Archive for the ‘Chapter 11’ Category

657/11: The Essential Knowledge

September 14, 2006

Summary: Our attempts at accumulating knowledge can lead us to confusion and dissatisfaction. A genuine insight is necessary in addition to our attempts at finding solution from other sources. This genuine insight is the essential knowledge. With this, other things start making sense and you can then try to implement them in your life.

Verse 657: Tayaa Paandava Aise Chitti, Aad Vishwarupaachi Javanika Hoti, Te Phitoni Geli Parouti, Hey Bhale Jaahale.

Translation: Arjuna felt in his heart that the curtain of the cosmic form (Krishna’s Vishwarup) has finally been removed and he felt enormous bliss.

In the tenth chapter of Gita, Arjuna gets to hear the various ways in which we can see Krishna in this world (Vibhuti Yoga). Then, in the eleventh chapter, Arjuna wishes to see the actual form of Krishna. He wished to see that form of the God in which the whole creation is but a part. Krishna, being compassion incarnate, fulfilled even this request of Arjuna. However, at the end of this chapter, Arjuna felt that the familiar form of Krishna is the one he would like to have as his companion. Hence, he requested Krishna to return back to his old form. Krishna was not very amused! He tried to tell Arjuna that the form you have just seen is what everyone wishes to see. Even Vedas indicate this very form of mine and you have been fortunate to see it as clearly as a gooseberry on the palm of your hand. Do not throw away this fortune. However, Arjuna was sure about what he wanted. Hence Krishna reverted back to his usual form. This verse explains how Arjuna felt at that time. It says: Arjuna felt as if he is free to live his life as freely as before. The all-encompassing nature of the Vishwarup was too overwhelming for him to live his normal life. Hence, he felt tremendous bliss after its removal. The familiar form of Krishna was like a soothing balm to his parched eyes.

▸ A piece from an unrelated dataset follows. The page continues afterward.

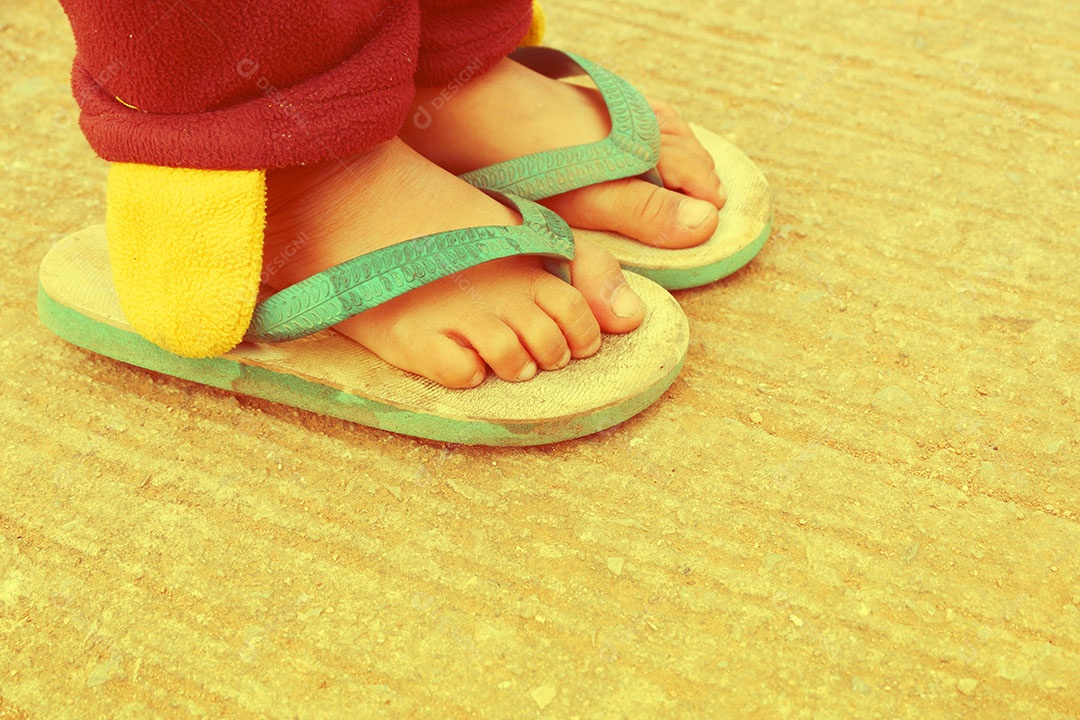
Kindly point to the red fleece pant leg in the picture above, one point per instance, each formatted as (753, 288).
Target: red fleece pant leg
(241, 84)
(462, 38)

When we start a new thing in our life (for example serious sadhana), we do not actually know what all needs to be done and what reasonable, realistic goals we should set for ourselves. We then talk to like-minded people or read books that are supposed to help us in our quest. However, our own life is so unique and so personal that other person or a book can help us only to a certain extent. For example, a book on sadhana may say that one way to look for progress in sadhana is to see if you have less anger, another may ask you if you reduced finding faults at others and yet another may tell you to see if you have become more sympathetic with others etc. etc. Similarly, different persons will give you different advices. Now, all of these aims look very reasonable and none of them look wrong. However, we are not somehow satisfied. Worse, we feel dejected that we are not satisfied with these correct and reasonable choices for our problem. This dejection has a good chance of making us feel worthless and thereby producing a lot of negative energy towards tackling our problem. I feel that Arjuna’s dissatisfaction upon seeing the Vishwarup is similar to our situation when we try to find solution to our quest in books and in experiences of other people. Even though we cannot find a single thing wrong in those solutions, we are not happy.

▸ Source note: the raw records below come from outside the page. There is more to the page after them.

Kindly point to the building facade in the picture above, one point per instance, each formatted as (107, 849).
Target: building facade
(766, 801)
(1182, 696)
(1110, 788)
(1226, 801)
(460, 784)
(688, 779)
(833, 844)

This uneasiness of ours is an essential step towards making us believe in our self-experience (Swasamvedya). If our attempts at finding solution were honest and intense, there comes a time when we instinctively feel the right solution. What you have read before or all the advice you have listened to now just falls in place when you look at them with this newfound attitude of yours. This situation is exactly like what Arjuna felt when the Vishwarup was removed and the Krishna in the form that he liked most appeared.

This new attitude is the essential knowledge we have been searching for. Since this insight has come from within, it also comes with the power to implement it in our life. Of course, we now should have enough strength of mind or courage to actually carry out what we instinctively feel. There will be people around us who may advise other course of action, just like Krishna told Arjuna that the Vishwarup is the correct way of looking at me. Just like Krishna, other people too are right! But they are right in their own lives. In our life, we have to do what we instinctively feel right. Just like Arjuna demanded the old form of Krishna, even after Krishna repeatedly telling him that it may not be the right thing. This courage of Arjuna is what we should all aspire for. We should have it in our life at least in some degree, if not the whole thing. The essential knowledge we have obtained will be really useful only if we have this courage. Then, our sadhana will proceed without doubt and with new vigour, just like Arjuna felt enourmous bliss after Krishna reverted back to his old form.